Performance After Tommy John Surgery

In the past few years a number of high profile pitchers have gone under the knife for Tommy John surgery (TJS). This surgery involves reconstructing the ulnar collateral ligament (UCL) in the throwing arm to re-stabilize a players elbow. I’ve heard a few stories about TJS — firstly, pitchers who get the surgery are able to throw harder after the procedure and another where college pitchers were voluntarily undergoing the procedure and sacrificing a year of pitching due to the belief that they would be able to throw harder or have more stamina. Whether either of these are actually true I have no idea, and I didn’t do any digging to find the answer. Instead I wanted to take a closer look at some pitchers who’ve undergone the procedure in the last couple of years and compare their performances before and after the surgery. In the table below I’ve included 4 players who missed the entire 2014 season or a significant portion of it. Matt Harvey underwent the procedure in October of 2013 while the other pitchers had the surgery sometime in 2014.

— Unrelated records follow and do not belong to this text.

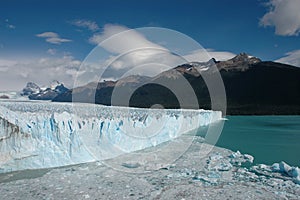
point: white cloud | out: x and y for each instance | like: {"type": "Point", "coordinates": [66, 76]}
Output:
{"type": "Point", "coordinates": [91, 25]}
{"type": "Point", "coordinates": [53, 38]}
{"type": "Point", "coordinates": [284, 15]}
{"type": "Point", "coordinates": [120, 39]}
{"type": "Point", "coordinates": [130, 52]}
{"type": "Point", "coordinates": [15, 74]}
{"type": "Point", "coordinates": [203, 55]}
{"type": "Point", "coordinates": [291, 58]}
{"type": "Point", "coordinates": [51, 51]}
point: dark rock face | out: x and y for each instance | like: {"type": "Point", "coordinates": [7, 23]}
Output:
{"type": "Point", "coordinates": [252, 87]}
{"type": "Point", "coordinates": [34, 92]}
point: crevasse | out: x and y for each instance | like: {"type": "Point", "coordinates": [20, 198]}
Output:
{"type": "Point", "coordinates": [42, 134]}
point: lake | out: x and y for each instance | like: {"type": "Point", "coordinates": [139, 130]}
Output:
{"type": "Point", "coordinates": [268, 138]}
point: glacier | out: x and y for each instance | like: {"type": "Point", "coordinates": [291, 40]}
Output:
{"type": "Point", "coordinates": [37, 134]}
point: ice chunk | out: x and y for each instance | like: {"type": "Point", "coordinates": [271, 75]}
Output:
{"type": "Point", "coordinates": [44, 134]}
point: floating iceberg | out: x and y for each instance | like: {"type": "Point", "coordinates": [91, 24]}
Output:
{"type": "Point", "coordinates": [44, 134]}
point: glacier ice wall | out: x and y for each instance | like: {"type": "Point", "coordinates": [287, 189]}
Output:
{"type": "Point", "coordinates": [43, 134]}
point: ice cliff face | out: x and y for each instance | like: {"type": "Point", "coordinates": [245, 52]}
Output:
{"type": "Point", "coordinates": [41, 135]}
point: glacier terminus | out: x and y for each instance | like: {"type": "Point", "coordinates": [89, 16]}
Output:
{"type": "Point", "coordinates": [37, 135]}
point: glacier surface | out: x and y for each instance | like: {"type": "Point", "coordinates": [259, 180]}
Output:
{"type": "Point", "coordinates": [43, 134]}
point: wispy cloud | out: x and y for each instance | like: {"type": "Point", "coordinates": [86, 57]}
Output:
{"type": "Point", "coordinates": [90, 25]}
{"type": "Point", "coordinates": [51, 51]}
{"type": "Point", "coordinates": [53, 38]}
{"type": "Point", "coordinates": [16, 73]}
{"type": "Point", "coordinates": [291, 58]}
{"type": "Point", "coordinates": [284, 15]}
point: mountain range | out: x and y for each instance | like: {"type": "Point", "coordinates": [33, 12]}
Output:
{"type": "Point", "coordinates": [252, 86]}
{"type": "Point", "coordinates": [34, 92]}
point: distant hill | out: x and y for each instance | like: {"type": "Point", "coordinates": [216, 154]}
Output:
{"type": "Point", "coordinates": [34, 92]}
{"type": "Point", "coordinates": [253, 87]}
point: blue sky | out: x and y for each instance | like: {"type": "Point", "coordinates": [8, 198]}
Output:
{"type": "Point", "coordinates": [61, 31]}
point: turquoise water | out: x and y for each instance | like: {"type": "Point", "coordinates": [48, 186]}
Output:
{"type": "Point", "coordinates": [268, 138]}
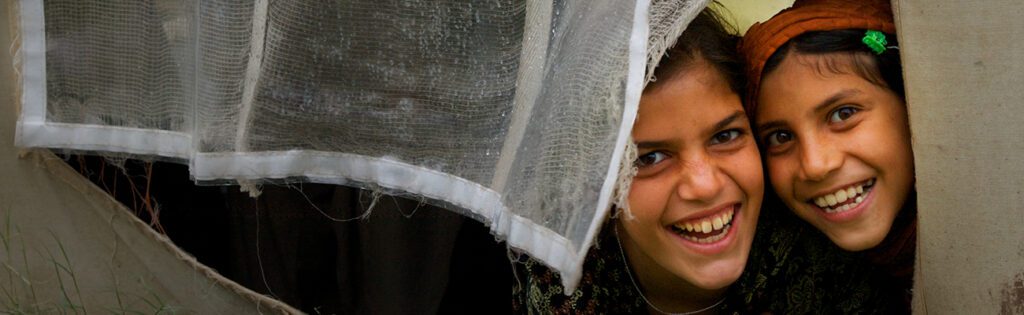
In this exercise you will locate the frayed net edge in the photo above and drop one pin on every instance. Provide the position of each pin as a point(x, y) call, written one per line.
point(627, 170)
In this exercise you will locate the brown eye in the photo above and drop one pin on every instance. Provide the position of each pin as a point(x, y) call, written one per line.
point(725, 136)
point(649, 159)
point(842, 114)
point(778, 138)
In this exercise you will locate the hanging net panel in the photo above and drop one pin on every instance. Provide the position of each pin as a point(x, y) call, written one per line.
point(513, 113)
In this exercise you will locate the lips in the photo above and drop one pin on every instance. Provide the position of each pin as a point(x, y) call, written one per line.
point(844, 198)
point(707, 229)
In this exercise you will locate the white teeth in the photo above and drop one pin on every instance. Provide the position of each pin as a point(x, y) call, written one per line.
point(708, 225)
point(830, 198)
point(852, 195)
point(820, 201)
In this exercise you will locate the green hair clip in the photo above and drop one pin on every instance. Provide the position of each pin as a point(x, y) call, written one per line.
point(875, 40)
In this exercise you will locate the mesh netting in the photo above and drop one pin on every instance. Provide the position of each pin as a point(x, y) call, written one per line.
point(515, 113)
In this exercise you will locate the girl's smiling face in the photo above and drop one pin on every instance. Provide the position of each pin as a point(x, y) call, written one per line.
point(697, 192)
point(837, 145)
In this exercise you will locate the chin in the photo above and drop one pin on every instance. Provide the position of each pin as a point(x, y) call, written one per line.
point(719, 276)
point(859, 240)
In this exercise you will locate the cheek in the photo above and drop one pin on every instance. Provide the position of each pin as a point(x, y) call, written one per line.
point(780, 173)
point(747, 171)
point(647, 196)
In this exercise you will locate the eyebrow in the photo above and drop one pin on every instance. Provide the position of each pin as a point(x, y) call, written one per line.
point(718, 126)
point(817, 108)
point(728, 121)
point(836, 98)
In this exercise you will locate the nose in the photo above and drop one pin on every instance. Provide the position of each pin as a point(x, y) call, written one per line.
point(819, 158)
point(700, 179)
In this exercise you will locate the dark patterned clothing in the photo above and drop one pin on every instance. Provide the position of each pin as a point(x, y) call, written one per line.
point(604, 287)
point(793, 269)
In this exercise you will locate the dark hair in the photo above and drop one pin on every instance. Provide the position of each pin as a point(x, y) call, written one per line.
point(883, 70)
point(710, 38)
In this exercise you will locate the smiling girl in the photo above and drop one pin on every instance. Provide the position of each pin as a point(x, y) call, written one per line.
point(693, 204)
point(826, 99)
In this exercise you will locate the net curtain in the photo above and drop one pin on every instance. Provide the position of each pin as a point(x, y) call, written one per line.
point(513, 113)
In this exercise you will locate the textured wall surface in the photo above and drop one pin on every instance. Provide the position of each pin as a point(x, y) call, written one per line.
point(964, 64)
point(67, 246)
point(747, 12)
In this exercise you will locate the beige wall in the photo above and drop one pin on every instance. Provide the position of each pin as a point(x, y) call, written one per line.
point(747, 12)
point(964, 66)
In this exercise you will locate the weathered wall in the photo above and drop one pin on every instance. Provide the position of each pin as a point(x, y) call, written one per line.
point(66, 246)
point(964, 65)
point(747, 12)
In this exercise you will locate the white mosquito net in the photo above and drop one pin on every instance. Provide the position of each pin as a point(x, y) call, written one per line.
point(514, 113)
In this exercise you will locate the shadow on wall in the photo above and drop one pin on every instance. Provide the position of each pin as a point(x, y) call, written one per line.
point(313, 246)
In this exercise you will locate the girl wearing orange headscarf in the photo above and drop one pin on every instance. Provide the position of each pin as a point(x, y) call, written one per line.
point(826, 100)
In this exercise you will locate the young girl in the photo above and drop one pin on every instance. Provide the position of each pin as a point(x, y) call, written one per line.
point(693, 204)
point(826, 99)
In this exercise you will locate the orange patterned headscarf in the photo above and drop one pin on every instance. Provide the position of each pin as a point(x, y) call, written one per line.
point(763, 39)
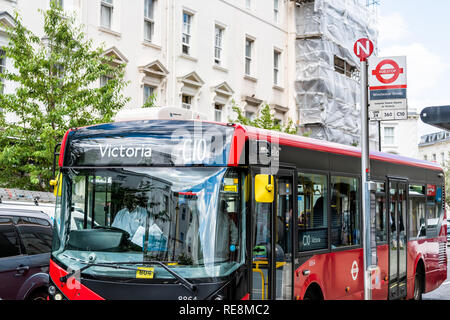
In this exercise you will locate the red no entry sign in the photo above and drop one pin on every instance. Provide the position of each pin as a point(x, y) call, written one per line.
point(363, 48)
point(387, 75)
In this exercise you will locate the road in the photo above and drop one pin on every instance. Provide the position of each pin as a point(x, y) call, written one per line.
point(443, 292)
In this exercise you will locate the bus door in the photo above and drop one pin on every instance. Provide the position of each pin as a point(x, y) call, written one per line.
point(397, 206)
point(272, 238)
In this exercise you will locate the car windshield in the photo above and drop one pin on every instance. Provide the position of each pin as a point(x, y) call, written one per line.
point(190, 219)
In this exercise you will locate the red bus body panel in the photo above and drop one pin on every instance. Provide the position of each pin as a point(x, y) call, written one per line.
point(72, 290)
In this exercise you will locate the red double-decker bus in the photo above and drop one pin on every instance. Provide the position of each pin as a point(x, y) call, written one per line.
point(177, 209)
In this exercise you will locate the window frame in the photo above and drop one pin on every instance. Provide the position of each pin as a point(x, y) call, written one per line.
point(249, 58)
point(218, 47)
point(183, 104)
point(149, 21)
point(276, 67)
point(109, 4)
point(276, 11)
point(186, 35)
point(152, 89)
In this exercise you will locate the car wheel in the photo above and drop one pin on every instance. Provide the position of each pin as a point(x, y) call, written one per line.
point(38, 295)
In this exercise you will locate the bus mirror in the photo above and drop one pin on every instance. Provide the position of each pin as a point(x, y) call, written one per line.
point(264, 188)
point(57, 185)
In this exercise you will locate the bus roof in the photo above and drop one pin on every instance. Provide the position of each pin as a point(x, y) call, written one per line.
point(243, 133)
point(331, 147)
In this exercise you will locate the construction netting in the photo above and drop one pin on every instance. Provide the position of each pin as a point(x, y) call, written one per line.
point(327, 71)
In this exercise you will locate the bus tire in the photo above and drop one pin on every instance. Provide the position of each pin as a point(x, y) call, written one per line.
point(313, 293)
point(418, 282)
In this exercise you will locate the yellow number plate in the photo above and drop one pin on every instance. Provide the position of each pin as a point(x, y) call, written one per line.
point(145, 273)
point(230, 188)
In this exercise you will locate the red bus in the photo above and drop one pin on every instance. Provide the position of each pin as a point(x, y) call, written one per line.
point(177, 209)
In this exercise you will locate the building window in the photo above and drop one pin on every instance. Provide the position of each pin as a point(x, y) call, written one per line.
point(389, 135)
point(149, 22)
point(186, 102)
point(276, 10)
point(148, 92)
point(248, 56)
point(341, 66)
point(187, 23)
point(218, 45)
point(250, 115)
point(59, 3)
point(106, 13)
point(276, 67)
point(104, 81)
point(218, 110)
point(2, 70)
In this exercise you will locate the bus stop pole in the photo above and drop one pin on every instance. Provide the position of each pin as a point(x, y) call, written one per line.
point(365, 178)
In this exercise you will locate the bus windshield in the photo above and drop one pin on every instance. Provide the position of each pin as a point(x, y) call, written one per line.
point(190, 219)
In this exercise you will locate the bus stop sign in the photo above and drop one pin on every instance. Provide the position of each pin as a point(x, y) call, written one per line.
point(363, 48)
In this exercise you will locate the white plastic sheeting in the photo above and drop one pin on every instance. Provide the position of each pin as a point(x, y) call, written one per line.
point(329, 102)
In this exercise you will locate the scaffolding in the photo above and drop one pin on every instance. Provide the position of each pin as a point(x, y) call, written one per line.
point(327, 71)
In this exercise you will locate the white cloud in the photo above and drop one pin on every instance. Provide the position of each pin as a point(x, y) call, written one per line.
point(425, 69)
point(391, 28)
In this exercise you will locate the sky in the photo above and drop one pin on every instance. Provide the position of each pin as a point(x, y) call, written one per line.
point(419, 30)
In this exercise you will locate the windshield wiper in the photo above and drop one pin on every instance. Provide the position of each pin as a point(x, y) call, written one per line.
point(122, 265)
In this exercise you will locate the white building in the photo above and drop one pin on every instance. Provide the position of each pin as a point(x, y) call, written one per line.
point(401, 137)
point(196, 54)
point(435, 147)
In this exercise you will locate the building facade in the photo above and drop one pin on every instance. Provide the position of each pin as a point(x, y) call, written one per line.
point(199, 55)
point(400, 137)
point(207, 56)
point(435, 147)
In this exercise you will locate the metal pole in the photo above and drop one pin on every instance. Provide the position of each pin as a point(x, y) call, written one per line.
point(365, 175)
point(379, 136)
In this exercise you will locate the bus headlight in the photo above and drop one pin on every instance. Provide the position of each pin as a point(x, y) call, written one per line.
point(52, 290)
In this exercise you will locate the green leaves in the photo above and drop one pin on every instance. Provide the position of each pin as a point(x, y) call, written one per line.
point(265, 120)
point(56, 80)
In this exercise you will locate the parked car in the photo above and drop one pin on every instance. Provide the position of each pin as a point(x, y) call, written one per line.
point(448, 231)
point(25, 245)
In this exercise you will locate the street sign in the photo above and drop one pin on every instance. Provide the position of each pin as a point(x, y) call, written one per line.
point(387, 87)
point(363, 48)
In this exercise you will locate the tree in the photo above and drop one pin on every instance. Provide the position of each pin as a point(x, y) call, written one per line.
point(57, 88)
point(265, 120)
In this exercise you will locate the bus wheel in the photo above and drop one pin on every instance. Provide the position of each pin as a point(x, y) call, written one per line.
point(418, 285)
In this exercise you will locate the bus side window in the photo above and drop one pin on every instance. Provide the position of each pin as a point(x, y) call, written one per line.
point(380, 199)
point(312, 212)
point(417, 226)
point(345, 217)
point(432, 210)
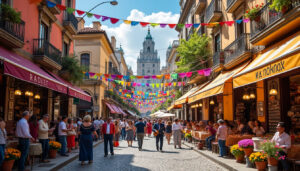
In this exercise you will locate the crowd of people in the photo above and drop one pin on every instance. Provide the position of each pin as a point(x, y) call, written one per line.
point(74, 133)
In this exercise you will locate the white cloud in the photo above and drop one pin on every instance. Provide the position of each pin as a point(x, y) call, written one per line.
point(132, 37)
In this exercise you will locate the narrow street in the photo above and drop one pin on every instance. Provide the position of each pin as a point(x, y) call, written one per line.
point(129, 158)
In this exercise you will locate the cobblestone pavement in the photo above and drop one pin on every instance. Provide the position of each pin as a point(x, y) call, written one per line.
point(130, 158)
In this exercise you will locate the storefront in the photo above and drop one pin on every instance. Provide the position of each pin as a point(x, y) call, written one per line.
point(275, 74)
point(216, 97)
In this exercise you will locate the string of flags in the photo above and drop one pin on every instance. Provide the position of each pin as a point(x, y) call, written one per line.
point(142, 23)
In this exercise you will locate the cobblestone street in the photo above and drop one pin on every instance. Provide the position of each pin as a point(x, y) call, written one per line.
point(129, 158)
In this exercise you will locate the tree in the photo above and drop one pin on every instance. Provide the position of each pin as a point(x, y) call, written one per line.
point(193, 53)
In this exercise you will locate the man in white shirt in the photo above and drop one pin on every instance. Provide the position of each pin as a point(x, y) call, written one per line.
point(62, 135)
point(23, 133)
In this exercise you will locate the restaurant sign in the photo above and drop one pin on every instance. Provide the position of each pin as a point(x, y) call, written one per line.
point(290, 63)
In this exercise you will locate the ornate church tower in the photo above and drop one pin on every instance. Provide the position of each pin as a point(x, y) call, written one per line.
point(148, 64)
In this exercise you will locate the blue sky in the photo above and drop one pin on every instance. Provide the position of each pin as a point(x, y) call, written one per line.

Name Season GS IP K/9 ERA FIP xFIP
Matt Harvey 2013 26 178.1 9.64 2.27 2.00 2.63
2015 24 160.0 8.38 2.48 3.34 3.38
Matt Moore 2013 27 150.1 8.56 3.29 3.95 4.32
2014 2 10.0 5.40 2.70 4.73 4.54
2015 6 26.2 5.74 8.78 5.61 5.77
Jose Fernandez 2013 28 172.2 9.75 2.19 2.73 3.08
2014 8 51.2 12.19 2.44 2.18 2.18
2015 7 43.0 11.09 2.30 1.74 2.48
Patrick Corbin 2013  32 208.1 7.69 3.41 3.43 3.48
2015  11 56.1 6.06 3.67 4.02 3.18

In 2013 all of the pitchers had pretty good years. They all made at least 26 starts and threw at least 150 innings. Fernandez and Harvey were both striking out more than one batter per inning, while Moore and Corbin still posted very respectable numbers. Now Harvey and Corbin didn’t pitch at all in 2014 and the other two suffered their injuries early in the 2014 season. Matt Moore only pitched 10 innings so it is tough to draw any conclusions due to small sample size, while Jose Fernandez threw 51.2 innings before he was shut down. His 2014 season was looking very promising posting very high K/9 numbers with a low ERA and his FIP and xFIP were even more favourable.

Now lets jump ahead to 2015. If you want to check over their 2015 stats they are in the table above. I’m not going to regurgitate them for you, but I will give a quick synopsis of each player. Harvey is having an excellent first year in his recovery, and in limited sample Corbin and Fernandez are also throwing really well. Matt Moore has had a season to forget so far, but he is just about return from a stint in AAA where he posted pretty strong numbers so the jury is still out.

Any time a player is coming off a major injury it is entirely within reason that psychological issues, fitness/conditioning or lack of practice has an effect on their performance. Without any first-hand knowledge of their unique situations fans always want a pitcher to just step right back in and perform at previous levels without any decline in performance. It’s tough to only compare stats from a before and after season and say with confidence whether a pitcher has lost any ability. So I wanted to go a step further and look at some PITCHf/x data and take a look at how their fastball, breaking ball and change-up velocities have changed, as well as any changes in the movement of their breaking balls.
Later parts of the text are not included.